Wire the SDK into your Next.js site

Follow Next.js Integration. This is the meat — two SDK helpers do almost all the work: createEditorApiHandler mounts the /api/editor/* catch-all (blocks, pages, draft, draft/disable, publish) and createSitePage provides a drop-in app/[[...slug]]/page.tsx with draft mode, navigation, and the editor overlay already wired up.At the end of this step you should be able to load your site inside the editor’s iframe and see Draft Mode toggle.
4

Register your blocks

If you’re using the built-in block library, you’re done — skip this step. If you have custom React components you want the editor to manage, follow Custom Blocks to register them with the SDK so the AI knows about their props and the editor can render them.
5

(Optional) Enable Puck mode

For visual drag-and-drop editing, follow Puck mode. This is opt-in per site.
6

Register the site with the orchestrator

From your project directory, run:
npx avocado-register --name "My Site"
This bin script (shipped with @ai-site-editor/site-sdk) generates a DRAFT_MODE_SECRET if one isn’t already set, fills in the rest of the env vars, and POSTs the site config to the orchestrator’s /sites/register endpoint. After it succeeds, the site appears in the editor’s dashboard automatically.See npx avocado-register --help for all available flags (--id, --port, --orchestrator, --secret, --session, --purpose, --preview-url).
7

Verify it works

From the editor’s chat panel, send a simple edit like “change the hero headline to ‘Hello world’”. You should see the AI generate an operation, the preview update, and an undo entry appear in the history.
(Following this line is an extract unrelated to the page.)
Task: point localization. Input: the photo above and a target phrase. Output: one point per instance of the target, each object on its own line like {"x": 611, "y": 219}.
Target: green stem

If anything’s broken, see Chat troubleshooting.

What you skipped vs the agent path

The Onboarding agent does a few extras that the manual path doesn’t:
StepAgent does itManual
Register the site with the orchestratorYes (register_site MCP tool, automatic)Run npx avocado-register --name "..." from your project directory
Bootstrap initial pages from a URL or descriptionYesYou start with whatever pages your project already has
Extract and apply a theme automaticallyYesYou configure your own theme tokens
Download remote images into your projectYesBring your own assets
If any of those would save you meaningful time, consider running the Onboarding agent for the first 80% and finishing the remaining 20% by hand — the two paths are compatible.

When to escape to AI

You should drop into the Onboarding agent or hand off to your own coding agent if:
  • The integration takes longer than an hour and you’re stuck
  • Your project has unusual conventions and the docs assume vanilla Next.js
  • You’re migrating content from a CMS or live URL and don’t want to hand-author 50 pages
There’s no penalty for switching paths halfway — the orchestrator only sees the final result.